The reality for us is that grieving will be hard, but that it will never end. Unless Daniel is coming back to us, we must deal with his physical absence from here until our own passings. Yes, there will be a time where grieving is less acute, but it will never end. Adopting will not change that grief, it cannot. No child can substitute or pinch hit for another, whether biological or otherwise. Wanting to adopt came from being grateful to God for four wonderful biological children, and especially for Daniel, who has always been a wonderful joy to all of us, including his siblings. Adopting was about being open to providing a home, security, and the chance for an education to one of the 123,000 children who languish in the US foster care system. Although there are few in our own state, California, Texas and Florida have many available children, mostly over age 11, and many are teenagers. There is risk involved. Many of these children are removed from unbelievably terrible circumstances similar to those in the proverbial Third World,and are left with nightmares,learning disabilities, irrational fears, post traumatic stress disorder, or overt psychiatric diagnoses. Adoption was also about making our own remaining time on Earth as productive as it could be. Daniel was never a fan of waste. If we live forty more years, when what would we have done with it?

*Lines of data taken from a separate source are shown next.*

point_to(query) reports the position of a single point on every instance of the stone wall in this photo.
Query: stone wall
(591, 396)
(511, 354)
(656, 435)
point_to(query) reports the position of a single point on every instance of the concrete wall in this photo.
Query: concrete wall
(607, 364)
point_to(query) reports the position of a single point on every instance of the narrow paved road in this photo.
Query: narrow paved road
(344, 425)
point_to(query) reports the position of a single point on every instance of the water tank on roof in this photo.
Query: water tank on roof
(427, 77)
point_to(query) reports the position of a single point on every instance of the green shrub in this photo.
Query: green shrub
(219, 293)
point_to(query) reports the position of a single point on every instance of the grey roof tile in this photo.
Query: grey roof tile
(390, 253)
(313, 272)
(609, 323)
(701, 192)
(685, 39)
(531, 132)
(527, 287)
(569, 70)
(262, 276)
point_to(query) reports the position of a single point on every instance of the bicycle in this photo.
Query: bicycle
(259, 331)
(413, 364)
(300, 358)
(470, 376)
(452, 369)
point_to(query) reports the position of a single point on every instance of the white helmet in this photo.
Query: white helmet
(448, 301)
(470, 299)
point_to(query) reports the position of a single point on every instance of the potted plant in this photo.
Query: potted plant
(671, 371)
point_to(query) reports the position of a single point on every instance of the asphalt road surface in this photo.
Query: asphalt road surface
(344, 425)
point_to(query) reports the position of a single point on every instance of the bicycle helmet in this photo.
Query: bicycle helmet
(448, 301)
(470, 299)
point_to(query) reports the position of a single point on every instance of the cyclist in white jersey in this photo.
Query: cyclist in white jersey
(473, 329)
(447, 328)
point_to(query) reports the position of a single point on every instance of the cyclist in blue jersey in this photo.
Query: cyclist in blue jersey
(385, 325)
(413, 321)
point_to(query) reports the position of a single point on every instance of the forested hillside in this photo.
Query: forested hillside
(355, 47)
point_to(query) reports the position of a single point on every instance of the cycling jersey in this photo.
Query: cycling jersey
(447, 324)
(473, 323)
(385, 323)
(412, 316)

I can't completely account for why we were allowed to do what is so rarely permitted. I know that during the interviews we told them that we understood that Daniel was gone, and that we would love him, grieve him and miss him here on Earth forever. We also believed strongly that human life is short, and although after raising four biological children,we did not feel up to raising an available sibling group, we did feel a calling to help just one child. It had not been our idea to adopt someone nine months older than Daniel, but when we were ultimately matched with a child who decided to come to us, whom we call James for the purpose of this blog.The worker who placed James with us, had also lost one of her children. She understood that perhaps our grief and loss of Daniel would place us in a unique position of understanding, in terms of understanding perhaps that Jameses grief at the loss of his own biological family, would be a permanent and long lasting grief as well.I believe that we have learned that in adoption, as in life, that every decision and situation, needs to be made on an individual basis. There can be few effective generalities.
A year after Jameses placement, I can say that he is a kind and decent person. The grief of missing Daniel washes over me quite regularly. James provides another outlet, another chance to love and raise someone, who is quite different than Daniel ever was. Sometimes,when we are doing something that only James would want to do, I can almost hear Daniel laughing loudly, and saying, "Mom, I knew he would give you quite a run for your money !" James is not always what I would consider "grateful", as few children are. He does like us, have a modicum of respect for us, and who knows, perhaps love will grow. In life, whether your child is biological or adopted, there are no guarantees.